Haoyuan Chen

Research Fellow

National University of Singapore

Biography

I am currently a research fellow in Department of Statistics and Data Science at National University of Singapore, working with Alexandre Thiéry and Jeremy Heng. My research interests include Gaussian processes, uncertainty quantification, Bayesian learning, and probabilistic machine learning. Previously, I received my PhD in Industrial Engineering supervised by Rui Tuo and MSc in Mathematics at Texas A&M University, and BSc in Mathematics at Sichuan University.

Research

Research Overview

My research aims to develop scalable and robust uncertainty quantification (UQ) methods for probabilistic machine learning, with a particular focus on Gaussian processes (GPs) and Bayesian learning.

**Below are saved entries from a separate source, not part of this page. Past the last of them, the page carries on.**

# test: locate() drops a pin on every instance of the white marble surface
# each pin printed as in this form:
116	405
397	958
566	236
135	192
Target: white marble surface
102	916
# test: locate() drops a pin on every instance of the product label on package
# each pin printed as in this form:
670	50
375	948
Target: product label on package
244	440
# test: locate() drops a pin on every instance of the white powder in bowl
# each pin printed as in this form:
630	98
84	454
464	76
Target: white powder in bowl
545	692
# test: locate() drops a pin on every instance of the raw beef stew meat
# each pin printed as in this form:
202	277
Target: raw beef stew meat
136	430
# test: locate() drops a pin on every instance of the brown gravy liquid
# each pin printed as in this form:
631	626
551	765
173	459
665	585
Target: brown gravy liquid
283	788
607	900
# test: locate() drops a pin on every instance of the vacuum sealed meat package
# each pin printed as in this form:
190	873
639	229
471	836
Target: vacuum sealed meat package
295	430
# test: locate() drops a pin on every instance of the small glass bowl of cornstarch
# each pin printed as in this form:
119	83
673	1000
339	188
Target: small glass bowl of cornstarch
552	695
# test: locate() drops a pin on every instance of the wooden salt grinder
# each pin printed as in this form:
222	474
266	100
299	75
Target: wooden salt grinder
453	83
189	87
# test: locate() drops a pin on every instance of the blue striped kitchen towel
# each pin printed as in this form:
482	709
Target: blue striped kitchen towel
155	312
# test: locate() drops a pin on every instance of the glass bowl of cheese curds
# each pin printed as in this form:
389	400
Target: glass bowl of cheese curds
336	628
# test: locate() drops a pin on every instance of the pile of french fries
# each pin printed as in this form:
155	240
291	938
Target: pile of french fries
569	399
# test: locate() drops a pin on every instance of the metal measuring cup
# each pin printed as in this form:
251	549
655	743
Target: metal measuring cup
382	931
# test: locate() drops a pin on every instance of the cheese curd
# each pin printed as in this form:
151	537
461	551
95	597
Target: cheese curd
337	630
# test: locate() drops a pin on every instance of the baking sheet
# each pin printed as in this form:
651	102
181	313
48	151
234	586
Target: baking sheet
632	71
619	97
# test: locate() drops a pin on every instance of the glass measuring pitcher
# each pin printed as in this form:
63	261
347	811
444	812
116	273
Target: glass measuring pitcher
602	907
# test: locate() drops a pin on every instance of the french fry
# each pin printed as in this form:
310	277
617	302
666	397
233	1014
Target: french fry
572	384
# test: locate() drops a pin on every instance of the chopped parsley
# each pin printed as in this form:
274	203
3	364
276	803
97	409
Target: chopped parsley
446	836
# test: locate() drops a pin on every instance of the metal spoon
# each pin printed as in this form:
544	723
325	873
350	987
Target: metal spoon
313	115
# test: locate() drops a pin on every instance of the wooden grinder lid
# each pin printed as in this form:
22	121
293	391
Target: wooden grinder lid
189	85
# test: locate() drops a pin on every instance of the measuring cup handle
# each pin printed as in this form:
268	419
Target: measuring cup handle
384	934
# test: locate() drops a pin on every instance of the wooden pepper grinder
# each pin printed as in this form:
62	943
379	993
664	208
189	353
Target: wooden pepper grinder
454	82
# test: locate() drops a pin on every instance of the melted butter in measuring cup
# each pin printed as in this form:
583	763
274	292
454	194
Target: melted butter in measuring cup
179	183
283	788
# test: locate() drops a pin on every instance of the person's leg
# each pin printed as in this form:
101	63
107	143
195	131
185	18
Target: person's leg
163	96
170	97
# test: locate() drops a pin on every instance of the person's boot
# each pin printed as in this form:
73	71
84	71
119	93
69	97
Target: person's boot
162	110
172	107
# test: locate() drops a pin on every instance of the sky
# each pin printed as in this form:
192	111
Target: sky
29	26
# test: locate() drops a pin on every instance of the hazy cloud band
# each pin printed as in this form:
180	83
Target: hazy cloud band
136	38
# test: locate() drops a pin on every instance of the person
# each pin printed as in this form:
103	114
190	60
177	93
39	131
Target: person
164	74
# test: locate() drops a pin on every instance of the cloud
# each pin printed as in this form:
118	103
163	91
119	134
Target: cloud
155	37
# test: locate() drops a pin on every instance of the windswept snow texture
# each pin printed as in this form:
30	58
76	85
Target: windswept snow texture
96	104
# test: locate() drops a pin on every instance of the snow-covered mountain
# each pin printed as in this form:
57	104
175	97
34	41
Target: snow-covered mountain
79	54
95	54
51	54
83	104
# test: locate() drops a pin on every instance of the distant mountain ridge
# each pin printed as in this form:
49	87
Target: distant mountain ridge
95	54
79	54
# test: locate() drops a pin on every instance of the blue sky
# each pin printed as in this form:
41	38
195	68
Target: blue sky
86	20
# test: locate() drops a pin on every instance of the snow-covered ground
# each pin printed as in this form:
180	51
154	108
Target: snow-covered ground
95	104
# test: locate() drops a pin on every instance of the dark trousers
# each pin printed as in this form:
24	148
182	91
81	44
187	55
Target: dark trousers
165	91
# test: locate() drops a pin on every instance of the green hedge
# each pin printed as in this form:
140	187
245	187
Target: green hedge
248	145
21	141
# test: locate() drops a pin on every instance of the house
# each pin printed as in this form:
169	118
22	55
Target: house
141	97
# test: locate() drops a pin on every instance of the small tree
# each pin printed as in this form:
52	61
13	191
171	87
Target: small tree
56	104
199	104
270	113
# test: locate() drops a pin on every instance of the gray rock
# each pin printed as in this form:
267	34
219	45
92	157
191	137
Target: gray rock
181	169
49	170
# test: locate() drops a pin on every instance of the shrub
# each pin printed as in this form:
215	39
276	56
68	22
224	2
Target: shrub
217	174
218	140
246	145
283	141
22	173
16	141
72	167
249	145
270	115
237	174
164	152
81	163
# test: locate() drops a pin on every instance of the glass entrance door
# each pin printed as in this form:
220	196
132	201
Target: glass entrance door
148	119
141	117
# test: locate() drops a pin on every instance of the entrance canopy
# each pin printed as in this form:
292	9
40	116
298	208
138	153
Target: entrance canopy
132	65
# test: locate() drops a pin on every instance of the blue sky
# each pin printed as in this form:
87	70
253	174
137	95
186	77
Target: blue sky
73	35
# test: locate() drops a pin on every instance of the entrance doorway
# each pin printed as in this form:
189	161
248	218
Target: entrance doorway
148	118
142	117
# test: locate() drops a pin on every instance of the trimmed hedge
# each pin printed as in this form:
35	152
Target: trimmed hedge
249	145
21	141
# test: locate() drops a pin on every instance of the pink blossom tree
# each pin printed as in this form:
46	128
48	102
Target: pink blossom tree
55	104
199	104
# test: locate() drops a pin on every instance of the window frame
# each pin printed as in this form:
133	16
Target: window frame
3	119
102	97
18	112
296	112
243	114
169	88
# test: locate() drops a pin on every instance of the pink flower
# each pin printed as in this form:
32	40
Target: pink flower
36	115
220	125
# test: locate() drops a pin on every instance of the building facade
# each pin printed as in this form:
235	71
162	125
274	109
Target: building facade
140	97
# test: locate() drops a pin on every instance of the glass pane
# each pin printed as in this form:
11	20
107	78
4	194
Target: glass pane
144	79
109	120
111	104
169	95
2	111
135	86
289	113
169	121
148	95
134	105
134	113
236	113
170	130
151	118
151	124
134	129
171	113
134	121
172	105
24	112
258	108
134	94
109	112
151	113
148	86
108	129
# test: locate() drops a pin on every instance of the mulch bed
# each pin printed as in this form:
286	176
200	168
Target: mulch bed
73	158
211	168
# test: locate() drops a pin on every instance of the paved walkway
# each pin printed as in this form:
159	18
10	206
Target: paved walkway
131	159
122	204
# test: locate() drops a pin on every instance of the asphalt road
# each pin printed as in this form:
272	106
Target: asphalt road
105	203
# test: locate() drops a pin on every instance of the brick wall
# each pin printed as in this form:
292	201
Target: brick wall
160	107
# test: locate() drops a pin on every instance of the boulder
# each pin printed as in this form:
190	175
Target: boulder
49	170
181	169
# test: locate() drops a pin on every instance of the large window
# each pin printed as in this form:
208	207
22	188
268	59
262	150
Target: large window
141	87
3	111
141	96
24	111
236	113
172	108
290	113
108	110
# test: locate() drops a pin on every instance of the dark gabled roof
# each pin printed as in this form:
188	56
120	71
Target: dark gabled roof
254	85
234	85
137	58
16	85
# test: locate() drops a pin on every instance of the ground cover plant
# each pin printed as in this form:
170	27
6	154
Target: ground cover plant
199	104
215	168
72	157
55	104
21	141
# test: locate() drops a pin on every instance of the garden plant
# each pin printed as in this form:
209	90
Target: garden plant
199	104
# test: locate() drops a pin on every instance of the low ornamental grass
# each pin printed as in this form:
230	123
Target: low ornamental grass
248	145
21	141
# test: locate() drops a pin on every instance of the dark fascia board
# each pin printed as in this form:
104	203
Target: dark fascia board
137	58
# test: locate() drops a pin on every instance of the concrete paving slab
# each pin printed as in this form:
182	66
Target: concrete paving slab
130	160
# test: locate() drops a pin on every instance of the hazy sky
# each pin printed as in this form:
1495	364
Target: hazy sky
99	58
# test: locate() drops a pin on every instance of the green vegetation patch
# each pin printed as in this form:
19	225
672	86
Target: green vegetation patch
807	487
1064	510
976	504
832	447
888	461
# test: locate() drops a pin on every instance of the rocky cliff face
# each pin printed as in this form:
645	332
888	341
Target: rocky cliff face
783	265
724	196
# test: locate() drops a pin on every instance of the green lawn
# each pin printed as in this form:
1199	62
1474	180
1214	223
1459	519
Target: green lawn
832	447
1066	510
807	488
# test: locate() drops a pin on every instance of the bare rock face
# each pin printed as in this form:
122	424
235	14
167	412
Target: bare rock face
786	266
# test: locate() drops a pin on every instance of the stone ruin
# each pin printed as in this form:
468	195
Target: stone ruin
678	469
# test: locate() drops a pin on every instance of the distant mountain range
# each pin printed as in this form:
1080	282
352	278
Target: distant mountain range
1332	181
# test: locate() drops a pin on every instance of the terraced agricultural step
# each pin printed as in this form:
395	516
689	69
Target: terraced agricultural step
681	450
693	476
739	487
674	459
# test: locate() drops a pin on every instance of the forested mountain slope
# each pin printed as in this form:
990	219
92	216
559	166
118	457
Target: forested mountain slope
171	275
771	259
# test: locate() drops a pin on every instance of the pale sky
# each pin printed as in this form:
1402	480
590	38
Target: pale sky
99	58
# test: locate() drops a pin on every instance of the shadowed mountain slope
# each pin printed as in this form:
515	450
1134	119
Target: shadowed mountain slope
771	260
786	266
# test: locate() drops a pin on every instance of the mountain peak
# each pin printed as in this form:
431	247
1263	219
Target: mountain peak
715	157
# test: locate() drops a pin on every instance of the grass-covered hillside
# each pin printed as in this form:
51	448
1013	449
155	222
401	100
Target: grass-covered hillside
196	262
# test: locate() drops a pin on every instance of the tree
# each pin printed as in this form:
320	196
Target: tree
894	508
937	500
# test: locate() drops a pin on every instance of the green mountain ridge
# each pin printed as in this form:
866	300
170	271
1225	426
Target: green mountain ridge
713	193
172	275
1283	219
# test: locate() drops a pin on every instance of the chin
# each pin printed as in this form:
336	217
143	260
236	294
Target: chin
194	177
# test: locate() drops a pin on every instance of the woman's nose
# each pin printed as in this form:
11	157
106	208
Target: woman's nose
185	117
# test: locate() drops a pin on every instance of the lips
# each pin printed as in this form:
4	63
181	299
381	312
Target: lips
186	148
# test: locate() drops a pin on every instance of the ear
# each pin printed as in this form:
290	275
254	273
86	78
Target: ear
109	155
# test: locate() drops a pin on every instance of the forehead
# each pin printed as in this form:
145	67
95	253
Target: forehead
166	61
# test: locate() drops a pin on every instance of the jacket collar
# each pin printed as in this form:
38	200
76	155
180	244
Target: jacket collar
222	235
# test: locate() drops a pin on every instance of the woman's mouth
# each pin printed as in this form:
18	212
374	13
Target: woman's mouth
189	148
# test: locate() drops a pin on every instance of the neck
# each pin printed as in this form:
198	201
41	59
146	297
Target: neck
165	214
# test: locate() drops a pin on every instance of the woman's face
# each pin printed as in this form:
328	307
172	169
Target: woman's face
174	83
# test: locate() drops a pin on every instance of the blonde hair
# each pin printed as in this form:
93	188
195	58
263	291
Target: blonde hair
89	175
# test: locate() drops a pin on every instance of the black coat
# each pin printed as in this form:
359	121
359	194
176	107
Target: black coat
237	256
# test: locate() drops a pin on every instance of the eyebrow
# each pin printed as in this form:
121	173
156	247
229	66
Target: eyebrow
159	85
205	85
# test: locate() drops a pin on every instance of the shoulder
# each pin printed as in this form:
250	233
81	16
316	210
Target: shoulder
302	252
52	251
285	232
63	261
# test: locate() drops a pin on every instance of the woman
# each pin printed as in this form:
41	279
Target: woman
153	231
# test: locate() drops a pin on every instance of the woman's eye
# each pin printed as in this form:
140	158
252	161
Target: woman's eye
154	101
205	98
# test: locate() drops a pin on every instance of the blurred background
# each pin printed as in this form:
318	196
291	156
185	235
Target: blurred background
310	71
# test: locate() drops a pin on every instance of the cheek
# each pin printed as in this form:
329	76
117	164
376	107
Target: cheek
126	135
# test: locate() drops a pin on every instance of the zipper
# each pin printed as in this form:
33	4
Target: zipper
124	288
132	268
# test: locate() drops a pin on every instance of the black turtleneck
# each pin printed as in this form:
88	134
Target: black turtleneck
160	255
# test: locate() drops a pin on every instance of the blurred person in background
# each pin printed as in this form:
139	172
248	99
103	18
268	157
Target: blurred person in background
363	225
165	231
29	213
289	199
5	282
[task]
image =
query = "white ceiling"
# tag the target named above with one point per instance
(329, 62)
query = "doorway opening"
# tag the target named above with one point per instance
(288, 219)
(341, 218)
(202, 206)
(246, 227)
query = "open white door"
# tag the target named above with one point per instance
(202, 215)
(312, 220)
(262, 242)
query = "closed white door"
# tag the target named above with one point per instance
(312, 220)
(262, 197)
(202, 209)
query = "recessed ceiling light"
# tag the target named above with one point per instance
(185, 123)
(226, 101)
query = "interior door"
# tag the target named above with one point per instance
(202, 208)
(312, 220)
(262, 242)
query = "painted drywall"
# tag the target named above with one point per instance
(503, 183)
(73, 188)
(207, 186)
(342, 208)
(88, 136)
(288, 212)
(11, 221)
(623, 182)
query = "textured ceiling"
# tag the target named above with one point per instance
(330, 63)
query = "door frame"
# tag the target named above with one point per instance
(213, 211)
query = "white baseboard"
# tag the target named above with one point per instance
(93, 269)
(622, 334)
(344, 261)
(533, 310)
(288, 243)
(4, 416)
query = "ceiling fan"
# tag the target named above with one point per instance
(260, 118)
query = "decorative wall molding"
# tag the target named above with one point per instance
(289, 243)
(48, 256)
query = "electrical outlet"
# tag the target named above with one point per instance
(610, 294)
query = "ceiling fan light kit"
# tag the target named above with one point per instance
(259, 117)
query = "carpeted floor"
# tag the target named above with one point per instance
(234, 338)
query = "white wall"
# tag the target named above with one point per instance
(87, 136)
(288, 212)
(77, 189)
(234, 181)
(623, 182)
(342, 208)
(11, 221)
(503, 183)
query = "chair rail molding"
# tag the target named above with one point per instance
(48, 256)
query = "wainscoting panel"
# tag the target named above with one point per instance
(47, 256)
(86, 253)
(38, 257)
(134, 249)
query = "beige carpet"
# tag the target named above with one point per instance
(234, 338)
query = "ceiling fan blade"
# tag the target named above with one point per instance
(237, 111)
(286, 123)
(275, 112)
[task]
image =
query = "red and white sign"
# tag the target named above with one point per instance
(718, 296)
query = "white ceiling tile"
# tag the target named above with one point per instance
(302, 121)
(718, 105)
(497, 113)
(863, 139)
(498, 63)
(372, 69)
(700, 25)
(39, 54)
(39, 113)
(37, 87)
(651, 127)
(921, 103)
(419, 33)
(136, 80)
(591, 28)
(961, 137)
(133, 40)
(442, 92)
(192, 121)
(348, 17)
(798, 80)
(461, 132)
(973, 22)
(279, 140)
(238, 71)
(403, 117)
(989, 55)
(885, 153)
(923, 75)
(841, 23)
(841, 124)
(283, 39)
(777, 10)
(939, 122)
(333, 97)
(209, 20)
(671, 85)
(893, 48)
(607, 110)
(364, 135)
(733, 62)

I develop probabilistic models that bridge the gap between rigorous statistical inference and practical applications in large-scale data and high-dimensional problems.

Research Overview for Probabilistic Machine Learning.

Research Topics

Scalable Gaussian Processes
Gaussian processes (GPs) confront significant computational bottlenecks, including the computation of the inversion and log-determinant of the covariance matrix, which limit their scalability to large datasets. These operations scale cubically with the number of data points, making standard GP inference computationally prohibitive for large datasets. Therefore, developing scalable methods for GPs is crucial to unlock their full potential for large-scale applications while preserving their desirable properties of uncertainty quantification and theoretical guarantees.
Bayesian Deep Learning
Bayesian deep learning (BDL) is a computational framework that combines Bayesian inference principles with deep learning models, offering potential to advance the current AI landscape by providing principled uncertainty quantification and improved robustness. However, BDL faces significant challenges including computational intractability due to the high-dimensional parameter spaces in neural networks, and the tendency toward overconfidence or miscalibration in posterior approximations. Therefore, addressing these computational and reliability issues is essential to make BDL practical and trustworthy in safety-critical applications.
Data Assimilation
Data assimilation (DA) combines dynamical models with sparse, noisy observations to estimate latent system states and quantify uncertainty for applications such as climate forecasting and environmental monitoring. In practice, traditional DA methods face severe challenges due to high-dimensional state spaces, nonlinear and possibly chaotic dynamics, model error arising from imperfect physical representations, and non-Gaussian uncertainties. Therefore, it is crucial to develop efficient and robust DA algorithms that can handle high-dimensional systems while properly accounting for model uncertainties for complex dynamical systems.
Real-World Applications
When applying probabilistic models to real-world problems, data complexities such as non-stationarity and heteroscedasticity can significantly degrade model performance and lead to unreliable uncertainty estimates. Non-stationarity arises when statistical properties vary across the input space, while heteroscedasticity reflects non-uniform noise levels in different regions. Therefore, it is essential to design probabilistic models and inference algorithms that explicitly handle these challenges so that the resulting systems remain robust, interpretable, and trustworthy in practical applications.